No country today is immune from the impacts of climate change.

  • According to our research, climate change could drive 216 million people to migrate within their own countries by 2050, with hotspots of internal migration emerging as soon as 2030, spreading and intensifying thereafter.
  • Climate change could cut crop yields, especially in the world’s most food-insecure regions. At the same time, agriculture, forestry, and land use change are responsible for about 25% of greenhouse gas emissions. The agriculture sector is core to addressing the climate challenge.

Reducing emissions and boosting resilience is possible, but requires major social, economic and technological changes.

Priorities for climate action also differ significantly across countries and across sectors.

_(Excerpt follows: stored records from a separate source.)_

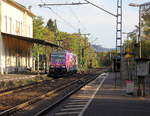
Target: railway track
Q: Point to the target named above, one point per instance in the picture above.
(21, 106)
(77, 88)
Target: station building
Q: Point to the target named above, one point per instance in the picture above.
(15, 24)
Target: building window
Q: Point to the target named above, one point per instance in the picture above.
(5, 23)
(10, 25)
(21, 28)
(17, 27)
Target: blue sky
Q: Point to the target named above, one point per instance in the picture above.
(88, 18)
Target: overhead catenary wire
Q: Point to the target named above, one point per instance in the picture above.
(62, 18)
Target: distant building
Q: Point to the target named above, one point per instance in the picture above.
(15, 23)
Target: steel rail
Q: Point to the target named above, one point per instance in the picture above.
(46, 110)
(30, 102)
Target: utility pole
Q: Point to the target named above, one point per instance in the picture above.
(1, 43)
(118, 17)
(119, 37)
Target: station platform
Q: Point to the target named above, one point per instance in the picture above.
(111, 101)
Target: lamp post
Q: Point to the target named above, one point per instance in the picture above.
(140, 14)
(139, 27)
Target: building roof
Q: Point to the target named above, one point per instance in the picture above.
(31, 40)
(19, 6)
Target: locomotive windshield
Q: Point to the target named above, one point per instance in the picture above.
(58, 58)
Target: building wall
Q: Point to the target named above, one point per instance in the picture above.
(15, 21)
(15, 54)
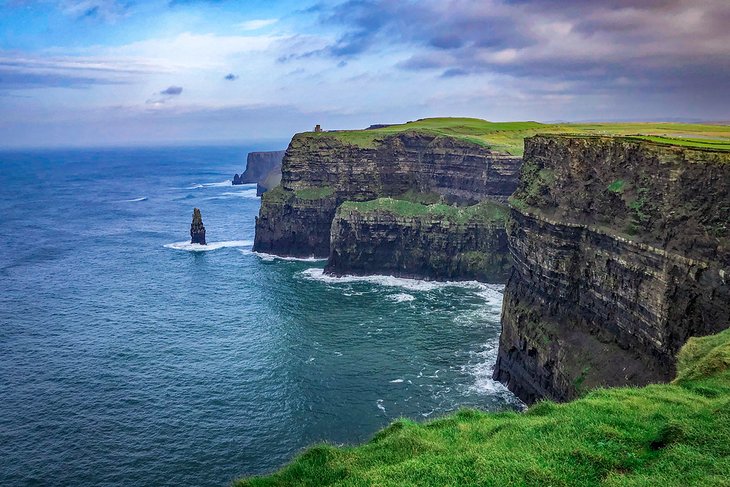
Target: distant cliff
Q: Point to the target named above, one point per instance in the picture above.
(622, 251)
(407, 239)
(321, 172)
(263, 168)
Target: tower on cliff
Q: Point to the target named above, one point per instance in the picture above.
(197, 229)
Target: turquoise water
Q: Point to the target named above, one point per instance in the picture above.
(127, 359)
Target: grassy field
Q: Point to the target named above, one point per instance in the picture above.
(508, 136)
(485, 212)
(667, 435)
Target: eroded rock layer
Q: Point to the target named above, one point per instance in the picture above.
(426, 246)
(320, 171)
(621, 252)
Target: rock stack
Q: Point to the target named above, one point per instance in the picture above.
(197, 229)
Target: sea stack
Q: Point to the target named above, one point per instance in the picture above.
(197, 230)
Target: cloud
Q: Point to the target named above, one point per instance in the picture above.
(103, 10)
(668, 44)
(172, 91)
(24, 70)
(257, 24)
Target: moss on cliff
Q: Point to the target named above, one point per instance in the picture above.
(484, 212)
(508, 136)
(672, 435)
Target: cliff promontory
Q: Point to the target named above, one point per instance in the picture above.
(409, 239)
(262, 168)
(621, 252)
(321, 171)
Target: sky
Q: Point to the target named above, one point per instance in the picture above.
(159, 72)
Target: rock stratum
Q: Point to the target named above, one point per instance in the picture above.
(262, 168)
(621, 252)
(406, 239)
(321, 171)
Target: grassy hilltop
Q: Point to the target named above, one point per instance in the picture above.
(674, 434)
(508, 136)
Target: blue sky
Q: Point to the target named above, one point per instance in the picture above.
(124, 72)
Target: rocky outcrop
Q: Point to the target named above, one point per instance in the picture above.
(621, 252)
(320, 171)
(262, 168)
(197, 230)
(426, 242)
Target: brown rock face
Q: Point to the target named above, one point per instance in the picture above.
(261, 168)
(319, 173)
(197, 230)
(621, 253)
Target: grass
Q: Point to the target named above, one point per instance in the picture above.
(508, 136)
(314, 193)
(484, 212)
(674, 434)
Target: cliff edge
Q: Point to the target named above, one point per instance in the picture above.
(621, 252)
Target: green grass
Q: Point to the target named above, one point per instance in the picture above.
(314, 193)
(484, 212)
(666, 435)
(508, 136)
(617, 186)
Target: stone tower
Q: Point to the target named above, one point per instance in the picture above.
(197, 230)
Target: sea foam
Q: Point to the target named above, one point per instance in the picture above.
(318, 274)
(220, 184)
(187, 246)
(246, 193)
(271, 257)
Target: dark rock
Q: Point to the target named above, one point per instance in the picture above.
(460, 171)
(259, 167)
(621, 250)
(197, 230)
(417, 246)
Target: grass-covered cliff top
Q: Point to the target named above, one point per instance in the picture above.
(675, 434)
(483, 212)
(507, 136)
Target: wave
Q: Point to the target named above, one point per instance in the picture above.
(402, 297)
(187, 246)
(481, 369)
(249, 194)
(271, 257)
(317, 274)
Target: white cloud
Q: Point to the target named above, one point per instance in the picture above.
(257, 24)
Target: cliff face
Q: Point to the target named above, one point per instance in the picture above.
(621, 252)
(260, 167)
(320, 172)
(382, 240)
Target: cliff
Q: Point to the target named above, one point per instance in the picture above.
(407, 239)
(197, 230)
(621, 252)
(673, 435)
(321, 171)
(263, 168)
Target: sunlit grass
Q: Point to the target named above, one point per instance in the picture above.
(662, 435)
(508, 136)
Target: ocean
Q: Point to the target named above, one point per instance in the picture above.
(128, 357)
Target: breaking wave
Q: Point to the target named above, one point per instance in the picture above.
(187, 246)
(318, 274)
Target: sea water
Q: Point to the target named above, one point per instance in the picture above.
(129, 356)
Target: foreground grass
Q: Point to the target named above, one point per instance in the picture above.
(668, 435)
(508, 136)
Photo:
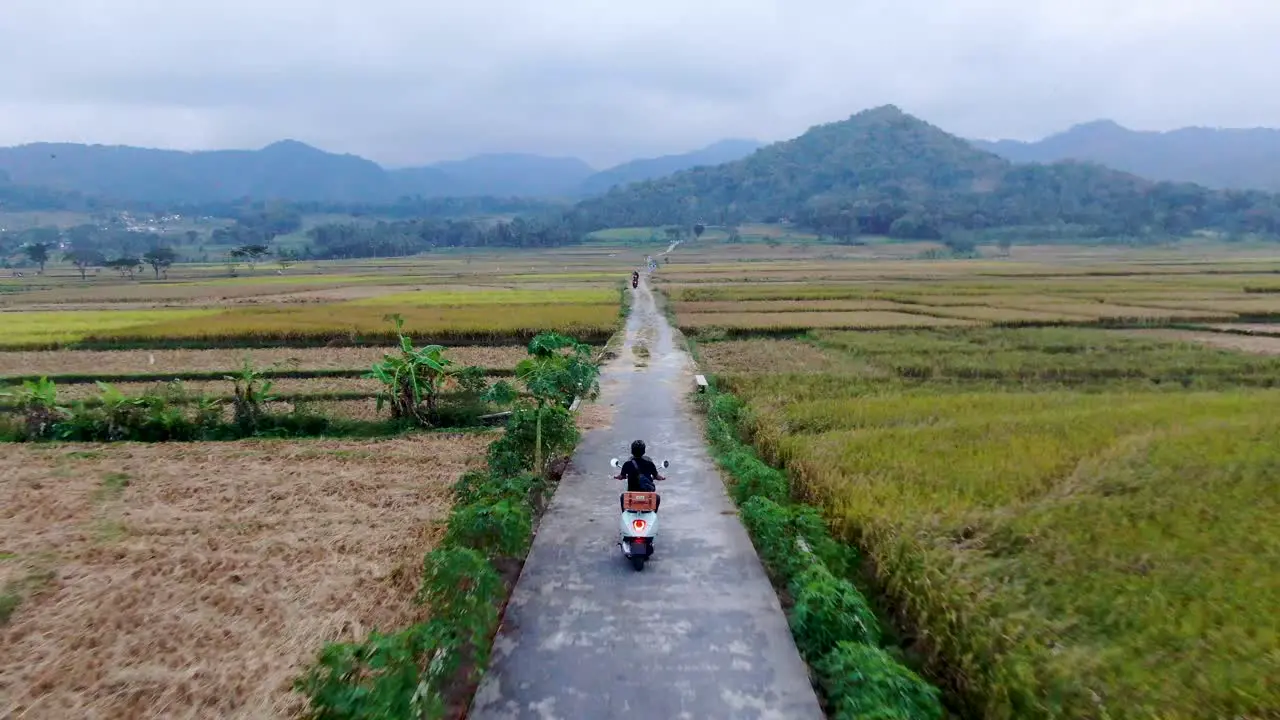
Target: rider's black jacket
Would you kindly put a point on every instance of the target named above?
(640, 474)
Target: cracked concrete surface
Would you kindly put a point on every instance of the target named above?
(699, 633)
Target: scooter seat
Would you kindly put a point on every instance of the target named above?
(640, 501)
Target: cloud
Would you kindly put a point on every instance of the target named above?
(408, 82)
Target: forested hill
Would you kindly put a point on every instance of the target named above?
(886, 172)
(1244, 158)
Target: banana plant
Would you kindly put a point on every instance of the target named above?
(37, 401)
(412, 379)
(557, 370)
(251, 395)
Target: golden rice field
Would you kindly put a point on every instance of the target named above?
(1072, 520)
(300, 324)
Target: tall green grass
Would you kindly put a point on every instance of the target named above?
(1100, 547)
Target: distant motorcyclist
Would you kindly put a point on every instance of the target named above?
(640, 472)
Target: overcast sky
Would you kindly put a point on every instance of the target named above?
(415, 81)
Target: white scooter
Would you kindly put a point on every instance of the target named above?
(639, 523)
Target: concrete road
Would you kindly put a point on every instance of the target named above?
(699, 632)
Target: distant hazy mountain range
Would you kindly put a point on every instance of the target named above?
(1210, 156)
(295, 171)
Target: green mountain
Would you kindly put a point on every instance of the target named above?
(1246, 158)
(650, 168)
(885, 172)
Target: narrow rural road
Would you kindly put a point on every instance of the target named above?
(699, 633)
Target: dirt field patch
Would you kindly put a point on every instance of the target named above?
(760, 355)
(1261, 345)
(196, 579)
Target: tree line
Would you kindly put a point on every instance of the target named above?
(410, 237)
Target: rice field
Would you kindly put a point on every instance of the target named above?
(803, 320)
(1066, 501)
(300, 326)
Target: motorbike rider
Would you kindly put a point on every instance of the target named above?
(640, 473)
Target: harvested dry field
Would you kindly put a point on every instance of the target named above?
(1262, 345)
(196, 579)
(785, 356)
(119, 361)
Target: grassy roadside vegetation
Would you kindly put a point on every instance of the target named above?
(1063, 518)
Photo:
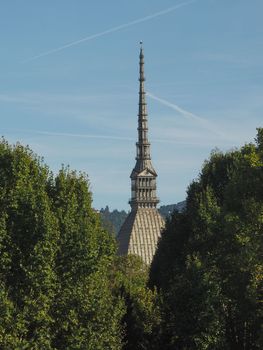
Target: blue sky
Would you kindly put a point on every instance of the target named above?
(77, 104)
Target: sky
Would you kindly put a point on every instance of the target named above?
(69, 85)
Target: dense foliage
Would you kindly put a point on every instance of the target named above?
(208, 266)
(63, 287)
(54, 260)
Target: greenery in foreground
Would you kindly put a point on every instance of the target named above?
(208, 266)
(63, 287)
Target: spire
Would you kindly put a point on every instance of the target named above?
(143, 175)
(142, 101)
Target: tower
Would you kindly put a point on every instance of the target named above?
(141, 230)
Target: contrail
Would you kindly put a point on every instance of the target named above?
(202, 121)
(111, 30)
(86, 136)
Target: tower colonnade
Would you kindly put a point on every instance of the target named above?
(142, 228)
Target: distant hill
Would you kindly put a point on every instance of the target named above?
(112, 220)
(166, 210)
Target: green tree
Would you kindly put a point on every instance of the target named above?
(208, 266)
(28, 248)
(86, 314)
(55, 288)
(142, 317)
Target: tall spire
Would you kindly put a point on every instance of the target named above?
(142, 228)
(143, 175)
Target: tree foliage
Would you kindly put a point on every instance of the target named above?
(55, 291)
(208, 266)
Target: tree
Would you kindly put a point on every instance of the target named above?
(208, 266)
(141, 318)
(55, 291)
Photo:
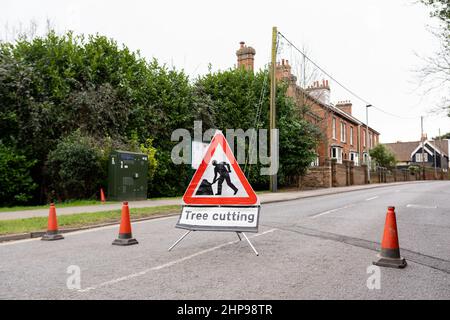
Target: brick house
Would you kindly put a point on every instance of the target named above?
(410, 153)
(344, 136)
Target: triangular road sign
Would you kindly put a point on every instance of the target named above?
(219, 180)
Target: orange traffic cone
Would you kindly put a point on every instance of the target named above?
(52, 228)
(102, 196)
(390, 250)
(125, 236)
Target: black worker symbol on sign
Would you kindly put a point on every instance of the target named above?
(222, 172)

The urgency and scale of the challenge requires countries to learn quickly from each other, adapt to their own special circumstances, and be bold in implementing policies that bend the emissions curve and improve livelihoods.

  • The challenge for developing countries is they no longer have an opportunity to develop first in a high carbon-intensive way and then clean up and decarbonize later. They need support today to make investments now to slow a changing climate and enable billions to live safer, more prosperous, inclusive and sustainable lives.
  • If they are well designed and implemented, the policies countries put in place for low-carbon, resilient growth could also help them address poverty and inequality.

The Bank Group has a clear role to play in supporting our client countries so that they are prepared for the low-carbon, resilient transition, enabling them to build climate-smart economies that are green, resilient and inclusive.